内容を手短に説明すると、貧乏で質素な生活を送る家族が突然古き良き昭和時代(東京オリンピック直前の頃や日航機墜落事故の頃)やら未来やらに行ってしまうタイムスリップ・コメディである。
時間を巻き戻したり過去の自分に遭って何かを指教したりできたら、なんてことは誰でも思ったことあるだろう。人間はどうあがいても時の流れには逆らえないもので、あの時ああしていれば……、、、という後悔や反省のうえに人生は成り立っている。
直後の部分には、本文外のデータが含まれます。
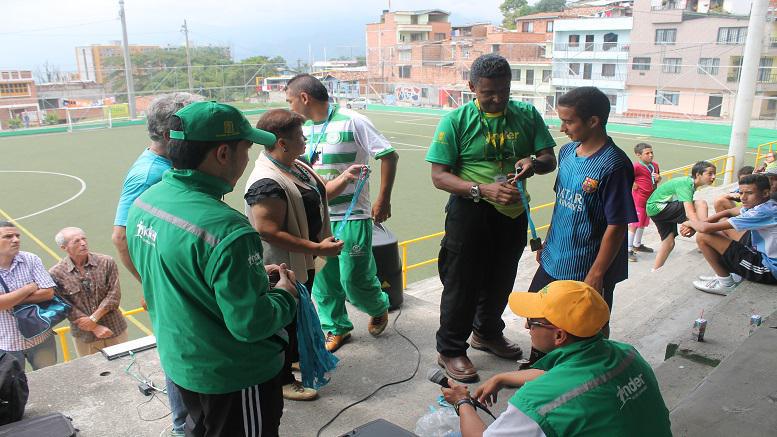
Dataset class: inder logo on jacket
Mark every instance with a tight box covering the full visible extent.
[135,220,156,246]
[617,373,647,410]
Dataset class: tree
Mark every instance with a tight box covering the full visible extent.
[499,0,527,29]
[499,0,527,29]
[35,61,67,83]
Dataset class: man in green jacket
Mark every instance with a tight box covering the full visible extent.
[443,281,672,437]
[127,102,297,436]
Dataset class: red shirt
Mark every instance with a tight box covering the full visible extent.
[631,161,661,203]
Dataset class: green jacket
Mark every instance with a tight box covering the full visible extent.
[127,170,296,394]
[510,335,672,437]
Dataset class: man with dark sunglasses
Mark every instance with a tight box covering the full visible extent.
[442,281,672,437]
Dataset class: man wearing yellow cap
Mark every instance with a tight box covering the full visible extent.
[442,281,672,437]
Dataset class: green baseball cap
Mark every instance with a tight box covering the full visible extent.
[170,101,275,146]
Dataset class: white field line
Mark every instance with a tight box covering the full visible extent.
[0,170,86,221]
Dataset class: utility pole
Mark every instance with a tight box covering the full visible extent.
[119,0,136,120]
[308,44,313,74]
[181,20,194,93]
[723,0,769,184]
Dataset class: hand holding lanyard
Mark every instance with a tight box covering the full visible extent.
[307,105,335,165]
[334,165,370,241]
[515,167,542,252]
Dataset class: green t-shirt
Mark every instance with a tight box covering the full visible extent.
[646,176,695,216]
[426,100,556,218]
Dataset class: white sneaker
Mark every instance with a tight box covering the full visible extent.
[699,273,745,284]
[693,278,739,296]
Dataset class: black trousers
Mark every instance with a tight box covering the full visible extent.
[437,196,528,357]
[176,372,283,437]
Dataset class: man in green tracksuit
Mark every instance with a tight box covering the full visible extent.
[127,102,296,436]
[443,281,672,437]
[286,74,399,352]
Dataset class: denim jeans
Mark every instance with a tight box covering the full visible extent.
[165,377,188,432]
[0,335,57,370]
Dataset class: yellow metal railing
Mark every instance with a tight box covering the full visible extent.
[54,307,151,363]
[661,155,735,181]
[399,198,555,290]
[399,154,736,289]
[754,141,777,168]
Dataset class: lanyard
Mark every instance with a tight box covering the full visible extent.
[475,100,518,171]
[515,179,537,240]
[334,165,370,240]
[308,104,335,165]
[639,159,656,187]
[265,152,322,198]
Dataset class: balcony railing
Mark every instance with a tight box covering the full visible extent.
[553,42,631,53]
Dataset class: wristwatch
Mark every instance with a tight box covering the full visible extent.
[531,155,538,173]
[453,398,475,416]
[469,185,480,203]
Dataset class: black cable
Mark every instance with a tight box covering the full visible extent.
[316,308,421,437]
[135,391,173,422]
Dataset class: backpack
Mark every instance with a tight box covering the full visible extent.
[0,352,30,425]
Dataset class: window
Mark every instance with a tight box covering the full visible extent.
[726,56,742,82]
[631,57,650,71]
[655,90,680,106]
[656,29,677,44]
[718,27,747,44]
[697,58,720,74]
[602,33,618,50]
[758,58,774,83]
[585,35,594,52]
[0,83,30,97]
[661,58,683,73]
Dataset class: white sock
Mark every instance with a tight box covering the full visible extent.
[715,275,734,287]
[634,228,645,247]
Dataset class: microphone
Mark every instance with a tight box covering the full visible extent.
[426,367,451,388]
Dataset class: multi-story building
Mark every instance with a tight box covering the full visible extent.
[0,70,40,129]
[76,41,161,83]
[626,0,777,118]
[553,17,633,114]
[367,10,551,108]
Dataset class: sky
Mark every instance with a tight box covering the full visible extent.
[0,0,502,72]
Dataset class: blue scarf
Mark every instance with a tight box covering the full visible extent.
[297,282,340,389]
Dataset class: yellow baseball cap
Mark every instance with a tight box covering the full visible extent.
[509,281,610,337]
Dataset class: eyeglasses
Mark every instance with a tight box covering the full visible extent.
[526,320,556,329]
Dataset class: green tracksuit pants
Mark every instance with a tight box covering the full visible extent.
[313,219,389,335]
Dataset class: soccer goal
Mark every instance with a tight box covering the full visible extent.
[64,106,113,132]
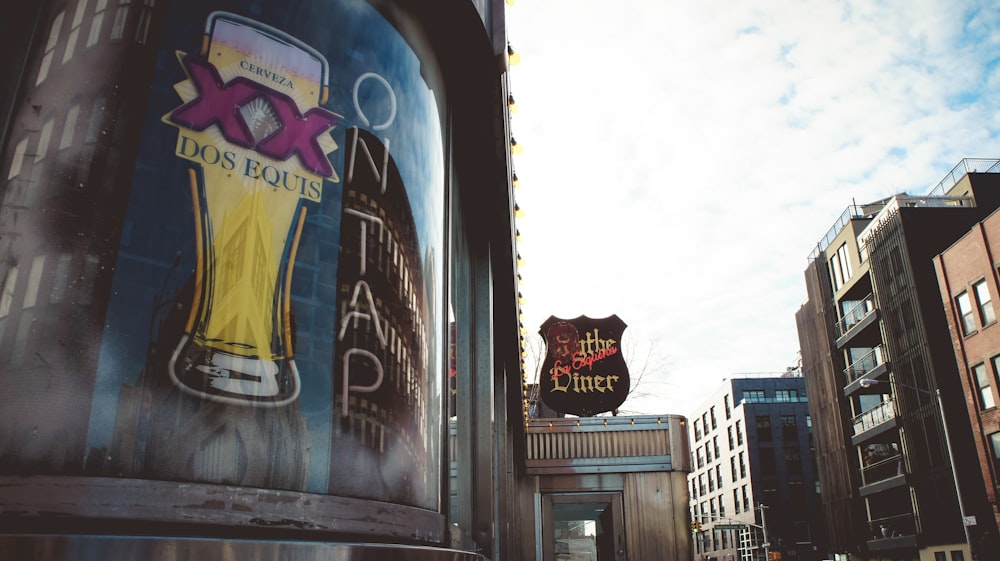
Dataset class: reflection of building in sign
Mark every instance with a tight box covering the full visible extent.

そんな観る側の者の心を見事に追究した上で、微妙にそこをくすぐり、くすぐった上で、でも結局過ぎ去ってしまった過去はもうどうにもならないから、だから今生きるのは楽しいんだよ。そういう気分になった。
みのすけの素朴さや松永玲子のややオーバーアクションさ等、役者個々の持つ個性が巧みに生かされていて、登場人物は多くても適材適所なキャスティングには納得100%だ。一動作ごとにコミカルな大倉孝二、爽やかなルックスと不思議系な存在感のギャップが良い加藤啓、聖子ちゃんみたいなコも可愛らしかったし登場人物それぞれに親しみと愛着が沸いた。




うーーん。もう1回観たいぜ!でもなんでガリレオ・ガリレイなんて押韻された名前なんだろうね?ビール瓶の欠片が飛んできた時にはビックリした!